Findings: The global TFR in the reference scenario was forecasted to be 1·66 (95% UI 1·33–2·08) in 2100. In the reference scenario, the global population was projected to peak in 2064 at 9·73 billion (8·84–10·9) people and decline to 8·79 billion (6·83–11·8) in 2100. The reference projections for the five largest countries in 2100 were India (1·09 billion [0·72–1·71], Nigeria (791 million [594–1056]), China (732 million [456–1499]), the USA (336 million [248–456]), and Pakistan (248 million [151–427]). Findings also suggest a shifting age structure in many parts of the world, with 2·37 billion (1·91–2·87) individuals older than 65 years and 1·70 billion (1·11–2·81) individuals younger than 20 years, forecasted globally in 2100. By 2050, 151 countries were forecasted to have a TFR lower than the replacement level (TFR <2·1), and 183 were forecasted to have a TFR lower than replacement by 2100. 23 countries in the reference scenario, including Japan, Thailand, and Spain, were forecasted to have population declines greater than 50% from 2017 to 2100; China’s population was forecasted to decline by 48·0% (–6·1 to 68·4). China was forecasted to become the largest economy by 2035 but in the reference scenario, the USA was forecasted to once again become the largest economy in 2098. Our alternative scenarios suggest that meeting the Sustainable Development Goals targets for education and contraceptive met need would result in a global population of 6·29 billion (4·82–8·73) in 2100 and a population of 6·88 billion (5·27–9·51) when assuming 99th percentile rates of change in these drivers.

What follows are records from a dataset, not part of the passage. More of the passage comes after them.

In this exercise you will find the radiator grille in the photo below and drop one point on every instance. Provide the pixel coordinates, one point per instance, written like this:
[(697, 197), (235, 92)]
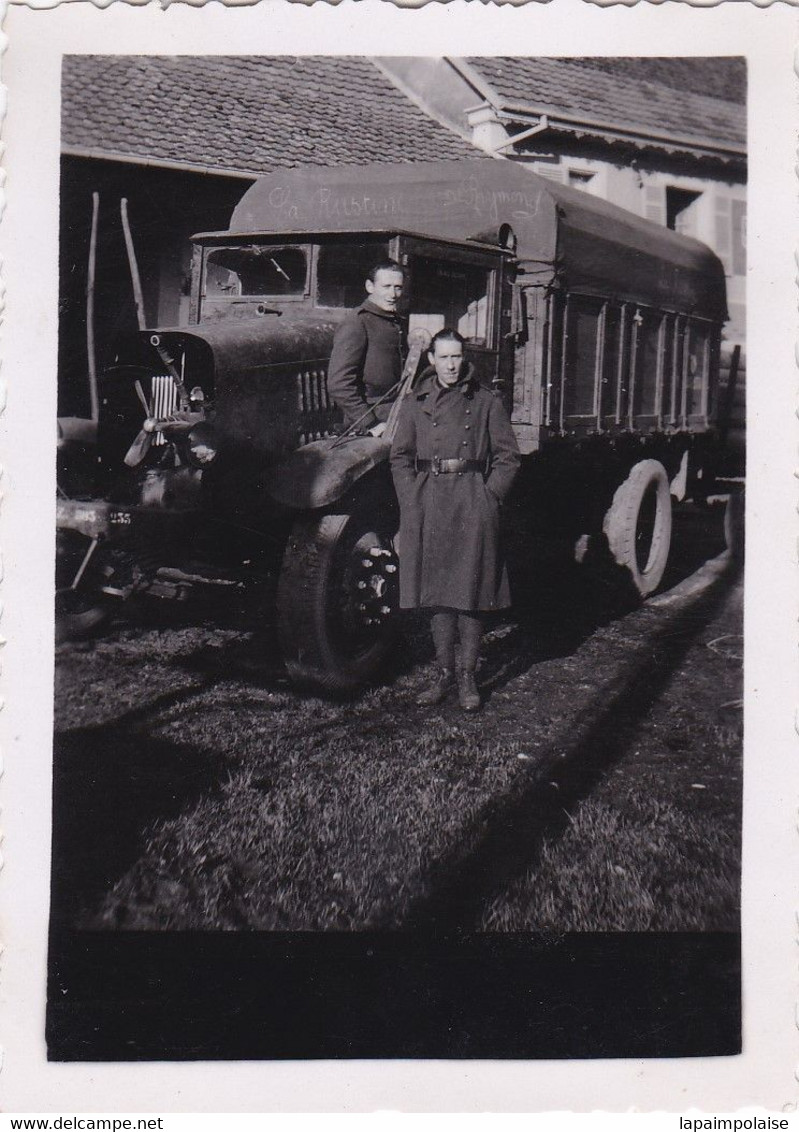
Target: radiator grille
[(316, 410), (163, 399)]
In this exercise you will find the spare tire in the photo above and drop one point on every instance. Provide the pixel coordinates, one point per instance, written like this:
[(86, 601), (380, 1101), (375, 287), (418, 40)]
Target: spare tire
[(637, 525)]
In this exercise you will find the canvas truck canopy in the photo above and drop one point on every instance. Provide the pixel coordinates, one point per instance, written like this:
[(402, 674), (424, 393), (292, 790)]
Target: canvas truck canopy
[(564, 236)]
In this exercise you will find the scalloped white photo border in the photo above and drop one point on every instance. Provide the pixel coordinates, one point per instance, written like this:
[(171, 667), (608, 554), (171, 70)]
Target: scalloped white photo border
[(765, 1074)]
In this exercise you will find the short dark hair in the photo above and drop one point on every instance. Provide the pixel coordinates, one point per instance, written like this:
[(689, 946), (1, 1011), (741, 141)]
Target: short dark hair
[(385, 265), (446, 334)]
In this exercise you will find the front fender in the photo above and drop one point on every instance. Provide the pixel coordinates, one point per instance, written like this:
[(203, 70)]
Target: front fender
[(318, 473)]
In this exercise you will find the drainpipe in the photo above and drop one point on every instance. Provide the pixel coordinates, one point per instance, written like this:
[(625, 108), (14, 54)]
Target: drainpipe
[(540, 127), (488, 133)]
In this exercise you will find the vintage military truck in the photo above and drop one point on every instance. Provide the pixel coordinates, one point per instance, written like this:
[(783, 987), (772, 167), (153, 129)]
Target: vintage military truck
[(218, 456)]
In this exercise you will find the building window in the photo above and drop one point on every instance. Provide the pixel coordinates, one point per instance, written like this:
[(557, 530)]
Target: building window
[(581, 179), (681, 207)]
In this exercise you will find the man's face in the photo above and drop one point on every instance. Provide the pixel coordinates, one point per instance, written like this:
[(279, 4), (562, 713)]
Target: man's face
[(386, 291), (447, 360)]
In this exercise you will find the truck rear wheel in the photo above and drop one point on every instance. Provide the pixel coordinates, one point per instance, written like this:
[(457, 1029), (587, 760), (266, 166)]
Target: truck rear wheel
[(336, 597), (638, 524)]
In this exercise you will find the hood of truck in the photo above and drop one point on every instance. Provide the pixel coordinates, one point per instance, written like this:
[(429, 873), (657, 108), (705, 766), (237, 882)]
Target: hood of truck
[(241, 346)]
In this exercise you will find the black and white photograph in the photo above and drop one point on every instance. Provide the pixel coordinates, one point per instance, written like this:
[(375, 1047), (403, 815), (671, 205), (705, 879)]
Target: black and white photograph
[(398, 560)]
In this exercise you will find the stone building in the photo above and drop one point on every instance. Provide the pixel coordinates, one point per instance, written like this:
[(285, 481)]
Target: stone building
[(180, 138)]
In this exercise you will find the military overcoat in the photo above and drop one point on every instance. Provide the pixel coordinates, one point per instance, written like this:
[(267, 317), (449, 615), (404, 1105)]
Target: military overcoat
[(366, 362), (449, 549)]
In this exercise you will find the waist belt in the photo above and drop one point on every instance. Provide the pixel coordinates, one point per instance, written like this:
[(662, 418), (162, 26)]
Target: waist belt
[(443, 466)]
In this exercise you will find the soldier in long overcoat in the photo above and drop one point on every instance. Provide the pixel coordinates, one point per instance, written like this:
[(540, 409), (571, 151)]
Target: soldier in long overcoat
[(454, 459)]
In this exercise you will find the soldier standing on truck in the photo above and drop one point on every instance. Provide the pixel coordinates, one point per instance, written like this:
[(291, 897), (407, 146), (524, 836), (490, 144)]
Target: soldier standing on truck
[(454, 459), (367, 351)]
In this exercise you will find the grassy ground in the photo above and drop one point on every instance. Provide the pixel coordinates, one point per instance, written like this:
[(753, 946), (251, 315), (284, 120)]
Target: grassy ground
[(599, 789)]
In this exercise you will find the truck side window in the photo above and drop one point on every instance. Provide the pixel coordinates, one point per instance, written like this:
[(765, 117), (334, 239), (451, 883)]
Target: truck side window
[(255, 269), (581, 357), (455, 294), (611, 358), (342, 269), (647, 362)]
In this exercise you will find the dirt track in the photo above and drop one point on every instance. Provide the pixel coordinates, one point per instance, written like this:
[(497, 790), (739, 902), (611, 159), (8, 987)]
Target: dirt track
[(194, 788)]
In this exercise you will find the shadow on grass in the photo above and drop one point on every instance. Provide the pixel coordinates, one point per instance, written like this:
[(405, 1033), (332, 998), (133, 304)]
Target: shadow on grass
[(505, 837), (110, 781)]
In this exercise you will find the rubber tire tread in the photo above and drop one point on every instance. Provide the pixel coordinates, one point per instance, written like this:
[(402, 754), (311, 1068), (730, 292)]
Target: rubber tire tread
[(621, 520), (302, 629)]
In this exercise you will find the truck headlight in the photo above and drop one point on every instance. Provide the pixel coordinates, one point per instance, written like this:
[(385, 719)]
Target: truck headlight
[(202, 445)]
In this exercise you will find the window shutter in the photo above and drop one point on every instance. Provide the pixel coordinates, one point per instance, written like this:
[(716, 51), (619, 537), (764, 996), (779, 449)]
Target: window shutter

Interpretation: Our findings suggest that continued trends in female educational attainment and access to contraception will hasten declines in fertility and slow population growth. A sustained TFR lower than the replacement level in many countries, including China and India, would have economic, social, environmental, and geopolitical consequences. Policy options to adapt to continued low fertility, while sustaining and enhancing female reproductive health, will be crucial in the years to come.